We can also study the correlations between different features:

In [None]:
# Correlation matrix heatmap
corr_matrix = titanic.corr()
sns.heatmap(corr_matrix, annot=True)


In [None]:
Finally, we can perform a Chi-Square test to understand the association between categorical variables:

In [None]:
# Chi-Square test of independence between 'survived' and 'sex'
contingency_table = pd.crosstab(titanic['survived'], titanic['sex'])
chi2, p, dof, expected = chi2_contingency(contingency_table)
p

Now, let's visualize some relationships in the data.

In [None]:
# Create a bar plot of survival rate by Sex
sns.barplot(x='sex', y='survived', data=titanic)
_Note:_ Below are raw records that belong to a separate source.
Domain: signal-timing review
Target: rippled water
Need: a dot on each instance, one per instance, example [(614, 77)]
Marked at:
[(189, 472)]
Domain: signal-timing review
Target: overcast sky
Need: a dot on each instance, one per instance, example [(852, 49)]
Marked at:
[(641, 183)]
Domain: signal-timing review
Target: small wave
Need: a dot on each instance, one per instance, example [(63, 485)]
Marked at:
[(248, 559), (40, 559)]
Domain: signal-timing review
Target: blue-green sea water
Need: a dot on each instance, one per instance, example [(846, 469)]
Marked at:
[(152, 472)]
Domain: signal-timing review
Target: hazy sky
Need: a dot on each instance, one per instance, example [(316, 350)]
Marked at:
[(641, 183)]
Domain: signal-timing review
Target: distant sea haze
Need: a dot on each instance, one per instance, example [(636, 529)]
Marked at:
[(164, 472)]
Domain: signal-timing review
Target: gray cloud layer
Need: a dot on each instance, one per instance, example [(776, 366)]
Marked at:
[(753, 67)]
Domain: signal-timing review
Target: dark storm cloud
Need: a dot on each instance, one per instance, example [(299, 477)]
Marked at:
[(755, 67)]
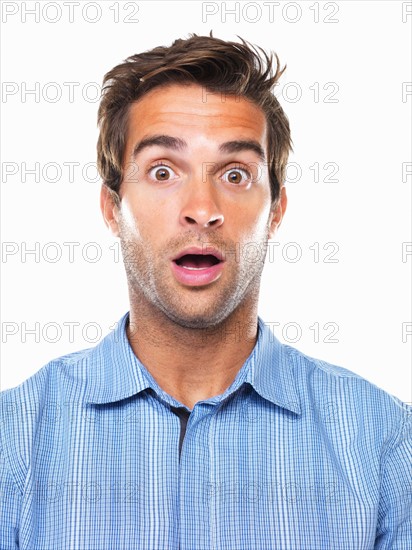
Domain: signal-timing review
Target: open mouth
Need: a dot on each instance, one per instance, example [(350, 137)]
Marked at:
[(197, 261)]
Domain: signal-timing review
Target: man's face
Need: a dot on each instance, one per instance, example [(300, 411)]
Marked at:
[(196, 176)]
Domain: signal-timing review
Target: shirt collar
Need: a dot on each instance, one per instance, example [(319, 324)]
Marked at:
[(116, 373)]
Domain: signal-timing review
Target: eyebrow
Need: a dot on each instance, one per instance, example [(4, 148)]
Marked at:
[(177, 144)]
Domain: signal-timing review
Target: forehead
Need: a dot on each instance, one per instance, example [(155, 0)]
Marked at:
[(193, 111)]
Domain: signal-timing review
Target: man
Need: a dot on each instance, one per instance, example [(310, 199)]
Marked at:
[(191, 426)]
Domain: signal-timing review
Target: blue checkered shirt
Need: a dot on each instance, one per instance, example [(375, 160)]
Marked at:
[(296, 454)]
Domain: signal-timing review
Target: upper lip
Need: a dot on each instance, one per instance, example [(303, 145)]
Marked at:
[(203, 250)]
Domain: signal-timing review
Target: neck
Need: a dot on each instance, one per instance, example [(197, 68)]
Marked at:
[(191, 364)]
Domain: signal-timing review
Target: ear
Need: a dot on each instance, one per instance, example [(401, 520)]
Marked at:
[(277, 212), (110, 210)]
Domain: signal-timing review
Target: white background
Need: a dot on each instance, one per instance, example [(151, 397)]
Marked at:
[(365, 295)]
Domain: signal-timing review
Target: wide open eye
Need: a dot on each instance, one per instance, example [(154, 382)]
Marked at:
[(161, 172), (237, 176)]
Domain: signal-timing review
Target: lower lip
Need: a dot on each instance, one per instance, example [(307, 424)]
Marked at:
[(197, 277)]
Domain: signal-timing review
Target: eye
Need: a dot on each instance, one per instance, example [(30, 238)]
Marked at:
[(237, 176), (161, 172)]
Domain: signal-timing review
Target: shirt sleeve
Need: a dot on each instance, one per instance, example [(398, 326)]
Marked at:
[(10, 501), (395, 507)]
# Create a histogram of Age grouped by survival
grid = sns.FacetGrid(titanic, col='survived')
grid.map(plt.hist, 'age')

Finally, you can explore the correlations between the different features.

In [None]:
# Plot a heatmap to visualize the correlations
sns.heatmap(titanic.corr(), annot=True, fmt=".2f")

This notebook is just a starting point. You can further explore relationships between other variables, conduct more advanced statistical analyses, and perhaps even build a basic predictive model.